Top 10 IoT Scalability Tests for an MQTT Broker
Written by Michael Walter
Category: HiveMQ MQTT Testing IoT
Published: March 26, 2020
Many IoT applications begin with a small number of connected devices and then grow over time to a substantial number of devices. Therefore, it is important for organizations to understand how their IoT infrastructure will scale to handle an increase in the number of connected devices and the corresponding message throughput. Failure to plan for scalability can result in unplanned outages, lackluster end user experience due to increased response times and inefficient usage of cloud or data center resources. It is vital to ensure that your IoT application can scale to handle any anticipated growth in usage.
At HiveMQ, many of our customers will test the scalability of their IoT application. The MQTT broker is a central communication component for their IoT application, so we encourage them to carefully test for performance, scalability and reliability. The results of holistic MQTT broker tests will help with the planning of infrastructure resources and provide assurance the IoT applications will respond appropriately to growing demands and usage.
To help with the planning and analysis, we have prepared a list of test scenarios that are essential to test the performance, scalability and reliability of an MQTT broker. These test scenarios are applicable to any MQTT broker or MQTT cloud service; not just HiveMQ.
Testing the Basics
The basic functionality of an MQTT broker is to ensure message delivery between MQTT clients. Therefore, a test plan needs to ensure to properly cover all basic MQTT operations. Here’s a list of scenarios to consider for testing an MQTT broker’s capacity for connection handling, message throughput and processing of large amounts of MQTT topics.
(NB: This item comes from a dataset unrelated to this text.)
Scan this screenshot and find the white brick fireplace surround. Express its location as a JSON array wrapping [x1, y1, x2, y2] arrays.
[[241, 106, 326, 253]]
1. MQTT Clients Connections
Unlike request-response based protocols like HTTP, MQTT is a push communication protocol so it requires a persistent TCP connection between the broker and each client. Establishing and maintaining these TCP connections is amongst the most resource intensive tasks of an MQTT broker.
Many IoT applications need to accommodate usage spikes. For instance, a connected car platform will typically see a usage spike during rush hour or a home automation system will see spikes during the evenings. How an MQTT broker handles a sudden increase in the number of client connections is important for capacity planning.
MQTT client connection tests should include the following:
Identifying how many concurrent MQTT client connections a single broker instance with given computing resources can handle without service degradation. This will help with capacity planning.
Testing how many simultaneous connection attempts a single broker instance with given computing resources can handle without service degradation. This will help you configure your brokers and infrastructure components accordingly, to avoid intentional or unintentional denial of service scenarios caused by unwanted spikes of connection attempts.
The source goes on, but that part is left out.